Students produce documentary film of the community that speaks the invented language Esperanto
Growing up in Oxford, Connecticut, Kasia Thomas visited her grandmother in Bialystok, Poland every summer with her mother and sister. During her visits, Thomas noticed the name Ludwik Zamenhof appeared all around the city.
“There’s a square named after the creator, a street name and a children’s hospital named after him,” Thomas says. “So it was always something that I was curious about.”
Thomas looked him up online, and found that Zamenhof created the invented language Esperanto in the 1880s, as a new way to bridge the language gap between individuals. Esperanto is a neutral international language, says Thomas, which means there is no one country where everyone speaks it.
It is not meant to replace a language, but rather complement a speaker’s native tongue, says Thomas.
“A Chinese person still speaks Chinese and a Polish person still speaks Polish, but because they both know Esperanto they can both communicate with each other,” Thomas says.
Currently a senior at UConn majoring in molecular and cell biology with an art history minor, Thomas was awarded a UConn IDEA grant in January 2015 to explore the Esperanto language in depth. She wanted to understand the lives of its modern-day users through a documentary film.
“The purpose of our project is to document what it is like to be an Esperanto speaker in this day and age,” Thomas says. “We wanted to document the contemporary culture because there isn’t that much research on the actual people who speak the language.”
Despite her scientific background, Thomas says she’s someone who has many different interests, so she decided to put her creative side to use.
“I wanted to have the opportunity to explore something outside of my major because the rest of my life is going to be molecular and cell biology,” Thomas says. “It’s important to be a well-rounded student and learn about all different types of things.”
Thomas and her IDEA project partner Eddy Anderson, a student in the UConn School of Engineering, began by scoping out interview prospects online. To find Esperanto speakers, called Esperantists, they went to social media platforms, like Facebook and Reddit, which are the primary methods Esperantists use to communicate, learn and share with one another.
Thomas was surprised at how happy, accepting and welcoming they were.
“They really focus on creating a sense of community, almost a brotherhood among Esperantists,” Thomas says.
Anderson was the face of the documentary, and attended an intensive immersion course to become fluent in Esperanto. Thomas took care of the details like logistics, finances, setting up interviews and filming. Thomas felt confident in her ability to precisely execute the project, and says her scientific background – even learning the ins and outs of cellular structures – helped with the project.
“When you study molecular and cell biology, not only do you have to look at the big picture, but you also focus on the details,” she says. “I think the fact that I’m very detail oriented, which has definitely been cultivated by my studies in molecular and cell biology, really helped with executing the project.”
Thomas and Anderson spent six weeks in Europe in June and Jul 2015, meeting with people from China, Argentina and West Africa, as well as Europeans. Thomas says their interviews would not have been possible without knowing Esperanto.

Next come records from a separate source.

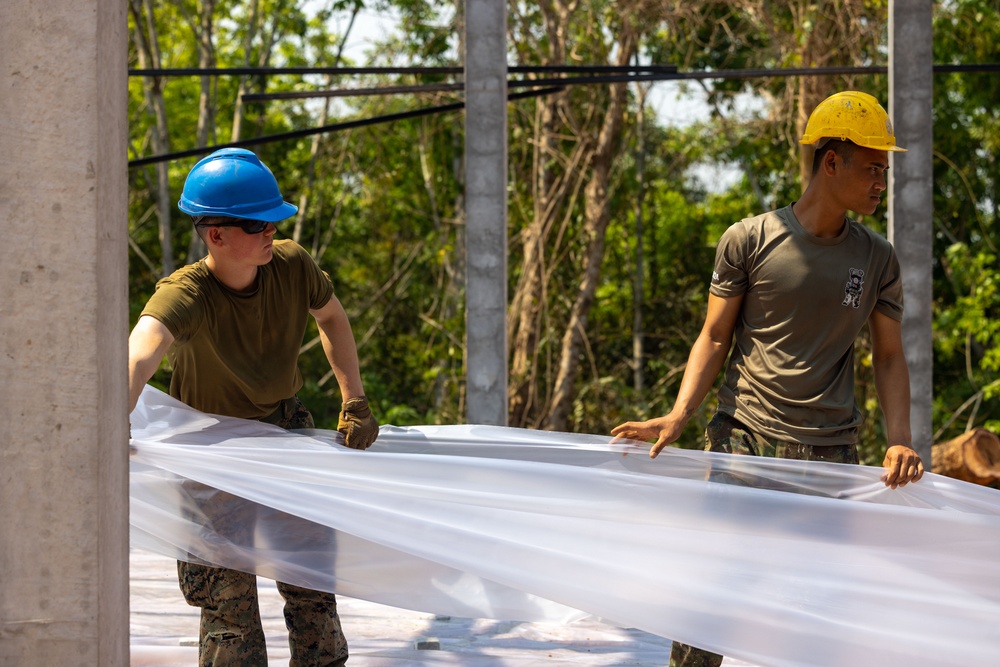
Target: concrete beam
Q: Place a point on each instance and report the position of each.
(911, 69)
(486, 211)
(63, 334)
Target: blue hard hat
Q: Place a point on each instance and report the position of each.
(234, 183)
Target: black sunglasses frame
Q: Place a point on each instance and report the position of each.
(248, 226)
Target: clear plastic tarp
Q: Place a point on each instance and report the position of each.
(771, 561)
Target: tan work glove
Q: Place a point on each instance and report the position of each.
(357, 423)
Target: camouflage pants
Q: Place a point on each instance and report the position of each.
(231, 634)
(725, 434)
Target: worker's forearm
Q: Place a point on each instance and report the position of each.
(703, 366)
(892, 382)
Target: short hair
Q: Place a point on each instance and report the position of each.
(841, 147)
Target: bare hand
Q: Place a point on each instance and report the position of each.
(902, 465)
(662, 429)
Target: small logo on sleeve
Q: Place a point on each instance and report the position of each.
(854, 288)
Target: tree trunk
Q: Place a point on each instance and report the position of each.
(148, 51)
(597, 216)
(971, 457)
(549, 191)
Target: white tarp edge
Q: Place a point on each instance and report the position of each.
(774, 562)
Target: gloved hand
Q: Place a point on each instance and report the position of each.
(357, 423)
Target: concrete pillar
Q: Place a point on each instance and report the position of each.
(911, 69)
(63, 334)
(486, 210)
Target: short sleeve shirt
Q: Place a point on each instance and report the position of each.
(805, 300)
(236, 353)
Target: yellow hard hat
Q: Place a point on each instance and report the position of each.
(852, 116)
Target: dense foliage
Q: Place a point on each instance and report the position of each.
(594, 172)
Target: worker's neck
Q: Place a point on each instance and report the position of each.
(237, 277)
(818, 215)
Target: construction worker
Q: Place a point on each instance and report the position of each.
(232, 325)
(790, 292)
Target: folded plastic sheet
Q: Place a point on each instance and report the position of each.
(770, 561)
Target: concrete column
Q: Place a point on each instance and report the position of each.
(486, 210)
(911, 69)
(63, 334)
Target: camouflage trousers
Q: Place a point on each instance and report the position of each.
(725, 434)
(231, 634)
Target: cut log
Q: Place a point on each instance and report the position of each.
(971, 457)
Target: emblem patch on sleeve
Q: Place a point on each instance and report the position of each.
(854, 288)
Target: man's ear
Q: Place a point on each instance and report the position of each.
(829, 163)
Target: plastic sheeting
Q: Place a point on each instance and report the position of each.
(770, 561)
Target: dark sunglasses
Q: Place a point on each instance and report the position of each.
(248, 226)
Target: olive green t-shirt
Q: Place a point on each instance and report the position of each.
(234, 353)
(805, 300)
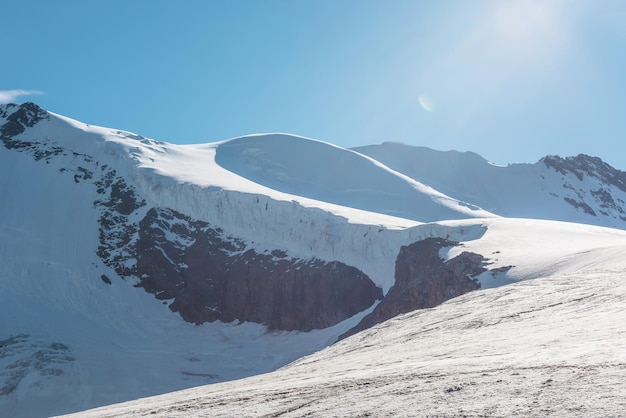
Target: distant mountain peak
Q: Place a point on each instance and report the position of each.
(582, 165)
(20, 117)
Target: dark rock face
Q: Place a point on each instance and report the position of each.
(585, 166)
(425, 280)
(213, 277)
(24, 356)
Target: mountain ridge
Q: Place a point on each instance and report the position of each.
(91, 214)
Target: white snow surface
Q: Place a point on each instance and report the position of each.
(552, 346)
(517, 190)
(125, 344)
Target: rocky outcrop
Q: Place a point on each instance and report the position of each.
(583, 165)
(604, 198)
(211, 276)
(424, 280)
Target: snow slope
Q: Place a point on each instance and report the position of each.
(552, 346)
(70, 341)
(325, 172)
(537, 190)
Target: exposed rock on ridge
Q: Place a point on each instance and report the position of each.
(212, 276)
(425, 280)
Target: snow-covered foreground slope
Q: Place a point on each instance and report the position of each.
(104, 234)
(574, 189)
(76, 332)
(552, 346)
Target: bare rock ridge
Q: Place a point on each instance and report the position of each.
(212, 276)
(585, 166)
(424, 280)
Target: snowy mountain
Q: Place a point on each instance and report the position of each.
(552, 346)
(131, 267)
(575, 189)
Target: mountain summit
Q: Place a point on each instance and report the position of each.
(131, 267)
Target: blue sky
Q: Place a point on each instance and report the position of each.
(512, 80)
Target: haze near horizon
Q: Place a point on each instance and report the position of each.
(512, 81)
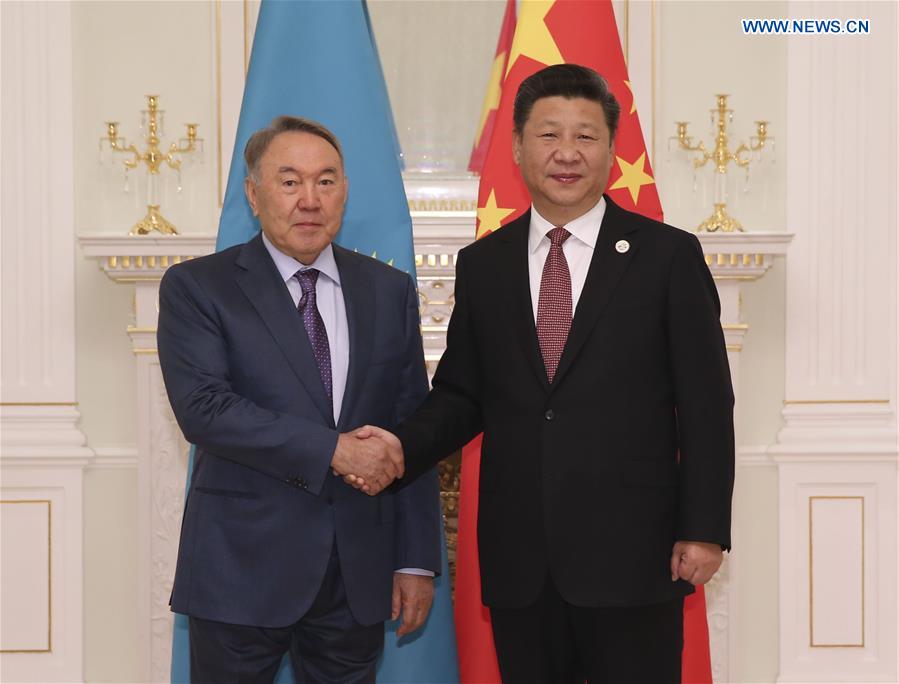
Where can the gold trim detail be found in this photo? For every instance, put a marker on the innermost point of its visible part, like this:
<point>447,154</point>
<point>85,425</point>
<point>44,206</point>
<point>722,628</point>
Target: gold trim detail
<point>138,262</point>
<point>38,403</point>
<point>836,401</point>
<point>811,605</point>
<point>422,205</point>
<point>435,260</point>
<point>49,503</point>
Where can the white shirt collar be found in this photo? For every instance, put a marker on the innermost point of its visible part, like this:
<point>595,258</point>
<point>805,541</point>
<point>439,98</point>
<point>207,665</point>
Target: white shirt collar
<point>585,227</point>
<point>288,266</point>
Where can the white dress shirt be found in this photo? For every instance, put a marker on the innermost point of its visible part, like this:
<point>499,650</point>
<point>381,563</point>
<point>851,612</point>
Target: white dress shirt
<point>332,308</point>
<point>578,250</point>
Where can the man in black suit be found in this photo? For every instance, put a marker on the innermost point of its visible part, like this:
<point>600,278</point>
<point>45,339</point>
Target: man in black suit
<point>272,351</point>
<point>585,343</point>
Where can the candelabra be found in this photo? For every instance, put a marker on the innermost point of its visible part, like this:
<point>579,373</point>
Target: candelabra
<point>154,158</point>
<point>721,157</point>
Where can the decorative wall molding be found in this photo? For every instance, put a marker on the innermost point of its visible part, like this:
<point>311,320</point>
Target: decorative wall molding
<point>42,450</point>
<point>114,457</point>
<point>839,441</point>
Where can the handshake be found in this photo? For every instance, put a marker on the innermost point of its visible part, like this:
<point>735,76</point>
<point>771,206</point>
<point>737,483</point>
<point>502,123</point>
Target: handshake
<point>369,459</point>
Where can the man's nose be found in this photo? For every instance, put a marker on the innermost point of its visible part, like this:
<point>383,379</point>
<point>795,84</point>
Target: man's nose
<point>566,151</point>
<point>308,197</point>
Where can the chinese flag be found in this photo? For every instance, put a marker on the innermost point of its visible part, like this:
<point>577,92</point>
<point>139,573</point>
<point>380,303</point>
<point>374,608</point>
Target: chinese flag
<point>494,90</point>
<point>554,32</point>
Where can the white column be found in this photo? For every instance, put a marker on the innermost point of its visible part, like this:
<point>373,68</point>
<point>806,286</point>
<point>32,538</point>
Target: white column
<point>837,451</point>
<point>161,449</point>
<point>43,452</point>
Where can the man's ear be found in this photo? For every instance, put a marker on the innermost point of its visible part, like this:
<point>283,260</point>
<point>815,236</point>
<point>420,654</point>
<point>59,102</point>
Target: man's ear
<point>516,147</point>
<point>249,188</point>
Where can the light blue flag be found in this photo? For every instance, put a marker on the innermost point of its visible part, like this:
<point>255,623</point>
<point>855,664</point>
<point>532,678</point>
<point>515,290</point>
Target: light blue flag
<point>318,59</point>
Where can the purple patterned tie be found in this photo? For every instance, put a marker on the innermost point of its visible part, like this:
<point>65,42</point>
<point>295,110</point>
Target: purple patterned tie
<point>554,305</point>
<point>315,326</point>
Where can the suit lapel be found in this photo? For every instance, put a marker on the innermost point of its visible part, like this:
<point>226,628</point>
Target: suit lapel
<point>359,299</point>
<point>606,268</point>
<point>262,284</point>
<point>522,310</point>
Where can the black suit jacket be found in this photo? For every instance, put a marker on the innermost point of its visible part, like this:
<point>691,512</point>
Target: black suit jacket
<point>263,510</point>
<point>581,478</point>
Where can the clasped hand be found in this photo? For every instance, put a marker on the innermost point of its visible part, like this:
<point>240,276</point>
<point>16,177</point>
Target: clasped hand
<point>369,459</point>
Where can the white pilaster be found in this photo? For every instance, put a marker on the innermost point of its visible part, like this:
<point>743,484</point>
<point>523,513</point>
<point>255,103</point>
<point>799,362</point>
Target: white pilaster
<point>43,452</point>
<point>837,451</point>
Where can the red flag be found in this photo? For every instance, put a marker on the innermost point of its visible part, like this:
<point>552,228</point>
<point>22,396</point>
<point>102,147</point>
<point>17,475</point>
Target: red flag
<point>554,32</point>
<point>494,90</point>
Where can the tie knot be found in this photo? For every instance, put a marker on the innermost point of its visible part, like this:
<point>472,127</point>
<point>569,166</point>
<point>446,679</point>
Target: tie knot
<point>307,278</point>
<point>557,236</point>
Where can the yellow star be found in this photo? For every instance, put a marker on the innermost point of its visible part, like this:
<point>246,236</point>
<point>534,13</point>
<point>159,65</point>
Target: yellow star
<point>633,177</point>
<point>490,216</point>
<point>532,37</point>
<point>633,99</point>
<point>494,90</point>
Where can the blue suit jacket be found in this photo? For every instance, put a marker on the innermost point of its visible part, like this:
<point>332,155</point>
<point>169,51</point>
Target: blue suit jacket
<point>263,509</point>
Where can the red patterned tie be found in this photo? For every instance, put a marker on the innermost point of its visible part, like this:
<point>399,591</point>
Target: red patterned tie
<point>554,306</point>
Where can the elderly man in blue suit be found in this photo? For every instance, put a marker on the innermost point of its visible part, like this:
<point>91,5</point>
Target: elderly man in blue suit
<point>272,353</point>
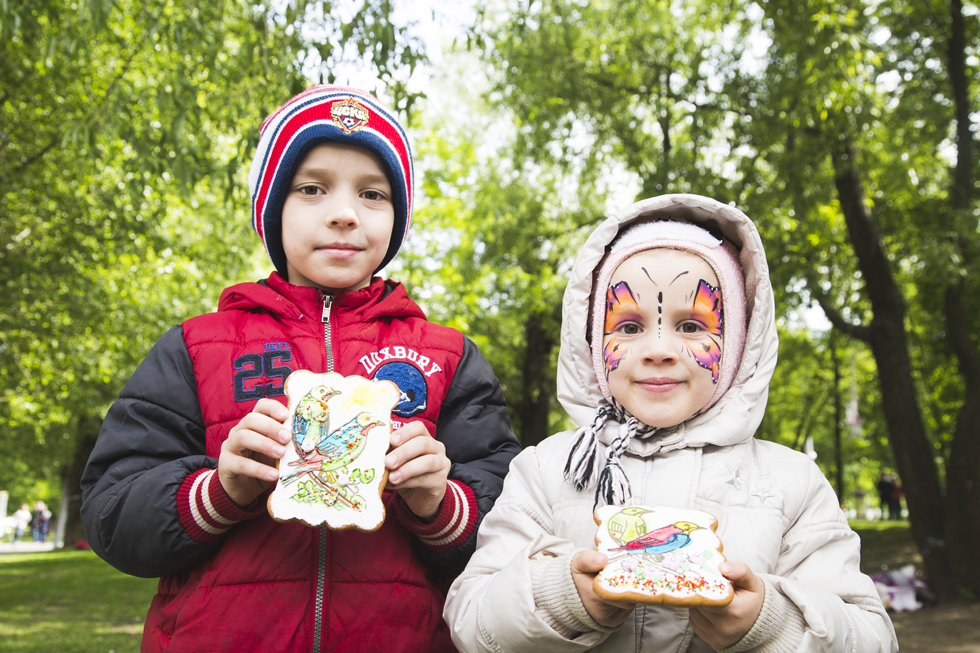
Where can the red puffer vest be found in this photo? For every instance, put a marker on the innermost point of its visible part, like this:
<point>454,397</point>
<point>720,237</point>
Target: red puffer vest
<point>287,587</point>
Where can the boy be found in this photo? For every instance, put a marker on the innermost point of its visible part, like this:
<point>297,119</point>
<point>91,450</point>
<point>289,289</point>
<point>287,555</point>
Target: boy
<point>668,345</point>
<point>177,484</point>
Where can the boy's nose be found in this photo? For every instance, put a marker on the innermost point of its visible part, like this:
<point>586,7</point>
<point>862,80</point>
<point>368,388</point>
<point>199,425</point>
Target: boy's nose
<point>342,214</point>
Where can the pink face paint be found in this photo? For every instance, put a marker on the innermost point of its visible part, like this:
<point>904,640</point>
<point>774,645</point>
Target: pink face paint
<point>620,306</point>
<point>707,310</point>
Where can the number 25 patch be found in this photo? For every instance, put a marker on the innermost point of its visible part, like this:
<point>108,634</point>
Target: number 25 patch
<point>262,375</point>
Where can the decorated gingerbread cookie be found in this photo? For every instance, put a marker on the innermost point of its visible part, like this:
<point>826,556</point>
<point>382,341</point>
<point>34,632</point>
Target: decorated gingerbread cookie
<point>660,555</point>
<point>333,471</point>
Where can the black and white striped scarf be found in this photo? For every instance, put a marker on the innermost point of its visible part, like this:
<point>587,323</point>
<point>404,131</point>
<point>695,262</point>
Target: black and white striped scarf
<point>580,469</point>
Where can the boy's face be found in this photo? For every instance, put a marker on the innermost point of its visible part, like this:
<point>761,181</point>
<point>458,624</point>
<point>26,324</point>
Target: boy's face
<point>663,335</point>
<point>337,218</point>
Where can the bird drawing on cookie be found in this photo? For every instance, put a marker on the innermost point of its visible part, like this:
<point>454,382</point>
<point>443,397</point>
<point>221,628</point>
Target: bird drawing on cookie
<point>664,539</point>
<point>311,425</point>
<point>344,444</point>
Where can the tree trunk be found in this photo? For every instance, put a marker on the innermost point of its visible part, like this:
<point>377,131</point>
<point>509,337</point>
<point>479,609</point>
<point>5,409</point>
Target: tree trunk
<point>89,432</point>
<point>538,381</point>
<point>838,420</point>
<point>963,468</point>
<point>914,457</point>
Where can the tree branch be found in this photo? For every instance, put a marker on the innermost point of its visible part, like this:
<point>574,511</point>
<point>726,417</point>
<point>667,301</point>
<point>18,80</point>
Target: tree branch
<point>856,331</point>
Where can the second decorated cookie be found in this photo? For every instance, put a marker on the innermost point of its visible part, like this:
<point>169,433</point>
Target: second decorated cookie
<point>333,471</point>
<point>660,555</point>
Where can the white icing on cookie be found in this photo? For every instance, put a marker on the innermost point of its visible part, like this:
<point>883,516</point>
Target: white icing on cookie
<point>333,471</point>
<point>660,555</point>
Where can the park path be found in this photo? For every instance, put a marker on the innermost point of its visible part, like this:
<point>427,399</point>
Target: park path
<point>26,547</point>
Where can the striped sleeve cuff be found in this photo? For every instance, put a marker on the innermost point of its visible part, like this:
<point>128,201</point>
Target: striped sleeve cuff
<point>454,523</point>
<point>206,511</point>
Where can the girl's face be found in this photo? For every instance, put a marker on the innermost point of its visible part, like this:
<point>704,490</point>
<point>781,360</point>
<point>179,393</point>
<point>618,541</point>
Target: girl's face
<point>663,335</point>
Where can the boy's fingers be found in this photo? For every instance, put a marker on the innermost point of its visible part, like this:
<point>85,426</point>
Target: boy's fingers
<point>408,432</point>
<point>242,466</point>
<point>272,408</point>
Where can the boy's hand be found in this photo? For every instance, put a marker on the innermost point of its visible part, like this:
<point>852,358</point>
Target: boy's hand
<point>247,463</point>
<point>585,566</point>
<point>722,627</point>
<point>418,469</point>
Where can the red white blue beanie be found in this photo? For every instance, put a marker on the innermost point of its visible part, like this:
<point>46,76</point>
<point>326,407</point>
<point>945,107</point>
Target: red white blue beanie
<point>326,114</point>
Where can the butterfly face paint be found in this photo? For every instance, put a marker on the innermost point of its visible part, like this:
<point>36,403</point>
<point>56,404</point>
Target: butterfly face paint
<point>707,310</point>
<point>621,306</point>
<point>662,344</point>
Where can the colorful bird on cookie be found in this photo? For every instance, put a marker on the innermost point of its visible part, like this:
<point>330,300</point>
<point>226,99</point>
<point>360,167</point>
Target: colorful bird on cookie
<point>311,424</point>
<point>344,444</point>
<point>665,539</point>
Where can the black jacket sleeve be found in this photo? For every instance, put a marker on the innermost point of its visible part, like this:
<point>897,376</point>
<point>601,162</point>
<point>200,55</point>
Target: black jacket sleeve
<point>475,428</point>
<point>151,439</point>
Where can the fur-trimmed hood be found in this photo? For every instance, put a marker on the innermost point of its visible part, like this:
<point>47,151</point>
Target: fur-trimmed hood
<point>739,412</point>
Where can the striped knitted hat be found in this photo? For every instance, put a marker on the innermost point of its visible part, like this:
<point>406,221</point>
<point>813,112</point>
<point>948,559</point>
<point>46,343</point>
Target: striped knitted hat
<point>326,114</point>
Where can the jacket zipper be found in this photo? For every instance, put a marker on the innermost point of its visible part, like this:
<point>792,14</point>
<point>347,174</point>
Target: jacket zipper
<point>321,572</point>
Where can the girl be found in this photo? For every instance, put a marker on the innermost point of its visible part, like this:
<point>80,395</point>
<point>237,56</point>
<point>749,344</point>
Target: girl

“When we went in we didn’t think people would be as interested as they were in speaking to us, because you know with film anything you say is going to be put out there,” Thomas said. “But people were really responsive and we actually ended up turning people away for interviews because we didn’t have enough time.”
The two also visited Bialystok and Lille, France for the World Congress of Esperanto convention. This fall the partners also attended an Esperanto conference in Lake George, New York to conduct their final interviews.
Recently, the partners presented their research at the UConn Fall Frontiers poster session, an event to highlight undergraduate research. Their results showed that on average, it takes a person six months to master the language – but Thomas says she met some people who mastered the language in six weeks. The poster received much more attention than Thomas anticipated.
“Frontiers was a good way to learn how to present a poster, because part of being a scientist is presenting your research,” Thomas said.
During her experience abroad, Thomas sometimes traveled alone and adapted to being in countries where she knew a limited amount of the language. Being able to experience countries on her own has opened her up more, Thomas said.
“I learned how to be independent because it’s a whole other ball game to have such a large project to execute in a small time frame in a country where you can only speak a little bit of the language,” she says. “I feel more confident in myself afterward.”
Now Thomas and Anderson are in the editing stages, and will release a trailer of the documentary on Dec. 15: Zamenhof’s birthday, and a day celebrated in the Esperanto community. The full documentary will be released in February and Thomas hopes to hold a release party at UConn.
For anyone interested in learning Esperanto, Thomas says: just do it.
“The best advice I could give someone who is interested in learning it is: learn it because it’s so easy, and seek out other people who learn it,” she says. “After meeting all these people who speak Esperanto, they are probably the friendliest, most welcoming and accepting people that we have ever met.”